In other words, within this limited sphere of defined expectation ("Gosh, ALL I was asking was . . ."), spouses are fully capable of being every bit as good - as appropriate, sensitive, responsive, reinforcing, completing, etc - as they want to be. With no margin for failure. Because, after all, they have absolute control over themselves. And therefore can safely be considered the gods of themselves. Such that in the event they fall short, it can only be because they've been either not trying, or trying not nearly hard enough. Thankfully WE, being (at least by comparison) the perfect husband or wife, are always on hand to help. Better yet, our help is essential to their grasp of their duties, for a huge variety of reasons. But especially given that we've already been applying ourselves so rigorously, and thoroughly, not just to framing the standard of excellence we've set for them, but to living it, weighing and measuring and judging ourselves by it. To the point where by now it practically breathes through every pore. Why on earth, then, should anyone - and least of all our spouses - be so ungrateful, so mean-spirited, so distrusting of US (of all good people) as to refuse our help?
After all, we're only doing the best we can.

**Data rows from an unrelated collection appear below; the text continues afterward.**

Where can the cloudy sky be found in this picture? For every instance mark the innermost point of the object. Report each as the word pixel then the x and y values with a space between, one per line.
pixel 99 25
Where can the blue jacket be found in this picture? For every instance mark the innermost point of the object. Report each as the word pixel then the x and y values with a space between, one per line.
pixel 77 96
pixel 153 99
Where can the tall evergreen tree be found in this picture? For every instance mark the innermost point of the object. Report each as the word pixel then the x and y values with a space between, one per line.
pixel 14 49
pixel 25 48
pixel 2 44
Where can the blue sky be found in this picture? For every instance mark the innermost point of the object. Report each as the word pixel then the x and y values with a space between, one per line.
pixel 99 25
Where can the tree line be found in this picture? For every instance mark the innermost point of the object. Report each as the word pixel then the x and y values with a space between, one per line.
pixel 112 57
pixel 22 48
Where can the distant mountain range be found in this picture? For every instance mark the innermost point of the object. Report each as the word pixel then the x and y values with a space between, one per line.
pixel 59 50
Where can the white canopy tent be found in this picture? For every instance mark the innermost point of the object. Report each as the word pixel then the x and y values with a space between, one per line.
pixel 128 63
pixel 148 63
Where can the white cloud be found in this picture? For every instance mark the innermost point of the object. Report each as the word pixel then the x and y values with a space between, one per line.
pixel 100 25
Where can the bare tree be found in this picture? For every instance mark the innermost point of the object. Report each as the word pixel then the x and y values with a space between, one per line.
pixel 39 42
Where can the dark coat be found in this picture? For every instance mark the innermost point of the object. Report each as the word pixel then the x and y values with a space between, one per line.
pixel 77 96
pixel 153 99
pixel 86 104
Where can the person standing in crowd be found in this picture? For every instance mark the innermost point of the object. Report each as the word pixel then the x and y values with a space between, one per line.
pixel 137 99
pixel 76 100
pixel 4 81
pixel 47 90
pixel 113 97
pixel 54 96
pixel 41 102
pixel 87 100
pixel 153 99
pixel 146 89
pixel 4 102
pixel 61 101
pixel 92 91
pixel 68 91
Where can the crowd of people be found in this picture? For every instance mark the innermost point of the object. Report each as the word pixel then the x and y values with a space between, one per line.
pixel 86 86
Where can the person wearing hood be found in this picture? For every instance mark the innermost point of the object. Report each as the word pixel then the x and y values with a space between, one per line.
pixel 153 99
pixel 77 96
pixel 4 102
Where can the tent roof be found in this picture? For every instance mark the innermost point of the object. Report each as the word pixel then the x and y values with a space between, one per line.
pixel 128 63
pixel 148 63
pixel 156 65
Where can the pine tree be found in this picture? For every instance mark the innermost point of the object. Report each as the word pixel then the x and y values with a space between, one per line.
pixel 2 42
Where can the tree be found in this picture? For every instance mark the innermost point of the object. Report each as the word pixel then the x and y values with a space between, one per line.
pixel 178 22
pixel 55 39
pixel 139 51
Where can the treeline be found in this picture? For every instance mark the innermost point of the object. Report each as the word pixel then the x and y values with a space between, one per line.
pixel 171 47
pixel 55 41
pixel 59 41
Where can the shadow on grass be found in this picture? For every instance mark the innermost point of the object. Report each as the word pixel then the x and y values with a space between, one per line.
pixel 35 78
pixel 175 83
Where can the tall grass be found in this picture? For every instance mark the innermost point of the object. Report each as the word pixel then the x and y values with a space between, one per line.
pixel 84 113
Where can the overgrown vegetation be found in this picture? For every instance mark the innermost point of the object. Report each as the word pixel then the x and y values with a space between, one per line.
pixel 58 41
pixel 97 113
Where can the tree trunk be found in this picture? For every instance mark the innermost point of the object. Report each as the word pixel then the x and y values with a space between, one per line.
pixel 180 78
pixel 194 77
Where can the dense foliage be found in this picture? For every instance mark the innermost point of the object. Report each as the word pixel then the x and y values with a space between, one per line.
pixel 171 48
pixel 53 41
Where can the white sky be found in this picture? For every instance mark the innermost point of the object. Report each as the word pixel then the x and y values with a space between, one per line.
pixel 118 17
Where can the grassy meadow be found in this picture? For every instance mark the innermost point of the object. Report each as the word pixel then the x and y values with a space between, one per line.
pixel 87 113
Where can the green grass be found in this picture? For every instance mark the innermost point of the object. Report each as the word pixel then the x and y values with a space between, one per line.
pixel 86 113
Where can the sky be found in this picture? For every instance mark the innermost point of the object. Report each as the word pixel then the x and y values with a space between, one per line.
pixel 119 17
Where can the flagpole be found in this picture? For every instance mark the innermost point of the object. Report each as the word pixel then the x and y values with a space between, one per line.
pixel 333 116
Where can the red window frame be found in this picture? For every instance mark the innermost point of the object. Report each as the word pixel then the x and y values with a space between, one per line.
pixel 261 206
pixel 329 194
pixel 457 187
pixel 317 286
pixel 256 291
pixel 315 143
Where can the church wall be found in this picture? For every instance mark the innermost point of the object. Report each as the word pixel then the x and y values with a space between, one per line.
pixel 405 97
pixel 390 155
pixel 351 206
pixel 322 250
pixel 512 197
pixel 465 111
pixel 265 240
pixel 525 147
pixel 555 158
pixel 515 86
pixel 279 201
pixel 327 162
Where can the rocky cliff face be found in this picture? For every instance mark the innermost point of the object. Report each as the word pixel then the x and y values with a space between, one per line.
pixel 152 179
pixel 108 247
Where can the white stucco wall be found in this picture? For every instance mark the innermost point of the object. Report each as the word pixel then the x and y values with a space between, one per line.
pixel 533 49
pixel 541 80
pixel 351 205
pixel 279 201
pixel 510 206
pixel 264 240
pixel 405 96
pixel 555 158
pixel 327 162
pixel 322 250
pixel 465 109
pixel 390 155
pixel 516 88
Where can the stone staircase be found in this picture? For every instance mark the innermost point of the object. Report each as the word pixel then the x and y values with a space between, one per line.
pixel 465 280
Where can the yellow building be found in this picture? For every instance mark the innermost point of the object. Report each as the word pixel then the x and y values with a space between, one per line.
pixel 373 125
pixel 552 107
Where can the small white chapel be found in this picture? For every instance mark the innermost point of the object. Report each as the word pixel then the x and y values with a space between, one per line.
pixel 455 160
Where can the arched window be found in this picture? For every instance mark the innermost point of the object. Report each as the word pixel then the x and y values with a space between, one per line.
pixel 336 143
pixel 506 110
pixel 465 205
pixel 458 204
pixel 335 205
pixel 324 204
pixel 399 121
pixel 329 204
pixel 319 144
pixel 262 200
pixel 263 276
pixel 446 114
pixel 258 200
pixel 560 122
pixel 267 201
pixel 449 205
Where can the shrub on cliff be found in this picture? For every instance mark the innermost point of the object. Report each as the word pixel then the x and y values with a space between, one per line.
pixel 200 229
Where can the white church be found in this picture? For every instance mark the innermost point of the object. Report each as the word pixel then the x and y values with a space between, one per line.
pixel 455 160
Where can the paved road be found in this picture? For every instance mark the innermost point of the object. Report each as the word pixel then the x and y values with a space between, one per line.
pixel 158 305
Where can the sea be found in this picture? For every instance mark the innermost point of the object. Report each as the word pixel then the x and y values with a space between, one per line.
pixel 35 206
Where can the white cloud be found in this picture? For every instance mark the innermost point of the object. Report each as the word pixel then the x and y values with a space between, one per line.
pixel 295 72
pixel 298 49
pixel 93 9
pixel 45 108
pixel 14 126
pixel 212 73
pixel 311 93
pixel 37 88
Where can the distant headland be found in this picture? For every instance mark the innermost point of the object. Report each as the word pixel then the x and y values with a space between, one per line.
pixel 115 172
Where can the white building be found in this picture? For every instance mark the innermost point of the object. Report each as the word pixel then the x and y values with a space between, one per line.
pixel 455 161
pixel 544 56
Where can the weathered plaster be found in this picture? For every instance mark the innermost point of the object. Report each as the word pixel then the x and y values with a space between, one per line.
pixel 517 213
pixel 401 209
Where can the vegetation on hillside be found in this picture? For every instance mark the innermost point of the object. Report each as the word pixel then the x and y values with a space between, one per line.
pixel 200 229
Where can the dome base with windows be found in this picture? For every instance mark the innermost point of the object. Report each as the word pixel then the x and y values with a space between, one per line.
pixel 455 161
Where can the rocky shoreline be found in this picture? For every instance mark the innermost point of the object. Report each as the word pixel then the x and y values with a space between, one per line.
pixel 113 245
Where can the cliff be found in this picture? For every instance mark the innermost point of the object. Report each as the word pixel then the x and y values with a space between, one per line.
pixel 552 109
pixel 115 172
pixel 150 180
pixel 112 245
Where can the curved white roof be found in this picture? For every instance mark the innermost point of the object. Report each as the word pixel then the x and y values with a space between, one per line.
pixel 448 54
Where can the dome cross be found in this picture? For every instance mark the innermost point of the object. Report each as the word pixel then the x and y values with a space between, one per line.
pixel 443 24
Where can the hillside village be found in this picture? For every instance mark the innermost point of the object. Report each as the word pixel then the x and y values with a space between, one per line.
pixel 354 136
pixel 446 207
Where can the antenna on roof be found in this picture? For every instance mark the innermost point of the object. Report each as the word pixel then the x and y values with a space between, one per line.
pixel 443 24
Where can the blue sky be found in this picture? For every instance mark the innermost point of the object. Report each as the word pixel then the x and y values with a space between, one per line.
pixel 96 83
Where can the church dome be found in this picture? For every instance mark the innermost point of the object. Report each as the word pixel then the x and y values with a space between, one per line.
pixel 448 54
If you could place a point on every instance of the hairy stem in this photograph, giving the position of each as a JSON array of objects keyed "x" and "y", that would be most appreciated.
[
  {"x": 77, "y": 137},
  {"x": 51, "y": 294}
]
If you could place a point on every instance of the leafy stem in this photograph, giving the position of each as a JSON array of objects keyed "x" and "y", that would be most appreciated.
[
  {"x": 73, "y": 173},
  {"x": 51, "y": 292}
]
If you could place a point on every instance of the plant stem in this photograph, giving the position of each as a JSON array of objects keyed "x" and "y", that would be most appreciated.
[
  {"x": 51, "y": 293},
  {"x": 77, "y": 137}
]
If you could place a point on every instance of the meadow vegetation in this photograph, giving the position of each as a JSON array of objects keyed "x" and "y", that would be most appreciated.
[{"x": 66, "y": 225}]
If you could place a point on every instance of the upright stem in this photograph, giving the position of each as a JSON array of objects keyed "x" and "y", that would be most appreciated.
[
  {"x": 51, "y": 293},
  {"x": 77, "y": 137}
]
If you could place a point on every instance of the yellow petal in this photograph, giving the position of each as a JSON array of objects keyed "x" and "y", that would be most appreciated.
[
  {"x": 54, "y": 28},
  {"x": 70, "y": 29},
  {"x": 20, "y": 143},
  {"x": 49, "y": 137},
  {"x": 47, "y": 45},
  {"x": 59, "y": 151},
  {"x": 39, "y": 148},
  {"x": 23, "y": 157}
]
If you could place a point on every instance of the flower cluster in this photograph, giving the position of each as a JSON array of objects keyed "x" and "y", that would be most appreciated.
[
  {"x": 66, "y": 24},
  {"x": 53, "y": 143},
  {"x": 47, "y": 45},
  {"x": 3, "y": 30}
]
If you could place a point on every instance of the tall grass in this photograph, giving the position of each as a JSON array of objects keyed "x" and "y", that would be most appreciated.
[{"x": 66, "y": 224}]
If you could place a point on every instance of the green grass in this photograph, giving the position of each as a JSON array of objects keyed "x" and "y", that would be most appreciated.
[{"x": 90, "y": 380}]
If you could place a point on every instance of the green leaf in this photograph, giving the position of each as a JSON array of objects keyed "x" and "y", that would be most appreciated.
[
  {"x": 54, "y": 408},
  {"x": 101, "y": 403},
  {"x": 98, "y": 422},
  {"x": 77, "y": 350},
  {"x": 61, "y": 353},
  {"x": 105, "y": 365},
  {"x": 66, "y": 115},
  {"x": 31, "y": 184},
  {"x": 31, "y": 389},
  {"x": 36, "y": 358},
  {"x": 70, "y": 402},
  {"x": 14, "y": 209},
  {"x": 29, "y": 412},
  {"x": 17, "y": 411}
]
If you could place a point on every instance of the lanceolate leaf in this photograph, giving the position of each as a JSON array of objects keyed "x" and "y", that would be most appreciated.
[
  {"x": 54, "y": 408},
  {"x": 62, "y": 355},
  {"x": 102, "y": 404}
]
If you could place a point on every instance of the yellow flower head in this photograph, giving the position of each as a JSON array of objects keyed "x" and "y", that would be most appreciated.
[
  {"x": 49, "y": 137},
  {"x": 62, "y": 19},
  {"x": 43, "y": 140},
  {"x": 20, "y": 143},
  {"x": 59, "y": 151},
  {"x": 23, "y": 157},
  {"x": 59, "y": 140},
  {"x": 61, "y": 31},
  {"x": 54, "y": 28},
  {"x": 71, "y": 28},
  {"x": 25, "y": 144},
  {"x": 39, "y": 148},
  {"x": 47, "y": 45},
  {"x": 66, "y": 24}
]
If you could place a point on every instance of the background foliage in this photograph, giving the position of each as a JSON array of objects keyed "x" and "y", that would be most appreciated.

Yet surely the proverbial fact remains: the race isn't ALWAYS to the most swift. Nor even to the most morally certain and sure. Worse yet, sometimes the result obtained isn't even directly proportionate to the effort expended. Or to the exertion and strain and heroism of that effort. Or, worst of all, even to your own self-consciousness, as it were, of how much you're really trying to do your best, to be the idealest imaginable husband or wife. Sometimes the BEST result - the best anyone could ever have wished for or imagined - is proportioned most directly, not to the fury of your fretting and striving, but to the patience and quietude, the attentiveness and heedfulness with which you consider the limited creature in front of you. In short, sometimes you achieve your best results by understanding first the nature, the needs, maybe even the yearnings?, of the one you're trying to change. Rather than by treating him or her as someone almost incidental, or experimental, to what may be the real project at hand: i.e, your use of your spouse as a gauge, as it were, by which to measure the moral worth or progress, or moral perfection of the story's real hero - namely, You the Changer. Almost as if You, and your Moral Integrity, were the fount from which all other good flowed; so that any good coming even from God must pass through you. Or indeed, as if striving to "be perfect" yourself were always the best way of helping someone else attain perfection. Whereas there may, in fact, be times when even husbands and wives don't need a strenuous moral exemplar, much less preceptor. Sometimes all they may need is someone to listen, and observe, or even simply pray. And in any case, always trustfully and expectantly, resting in the knowledge of that One who alone can perfect any of us with fulness of wisdom and love, and not just abundance of urgency, or zeal, or expertise.
It's a rule, I'm told, that has been known to apply even to marriages of 30, 40 or 50 years. Because after all, what is it you're really trying to achieve, with your husband or your wife? And how will you know when success has been reached? If ever?p Most importantly, is it chiefly your own moral integrity that you've been called by God to secure, demonstrate, vindicate? Or rather, is it the real spiritual growth, maturity and happiness of your spouse? I.e., that same one whom (presumably) you've been doing your very best to love and be patient with, and pray for?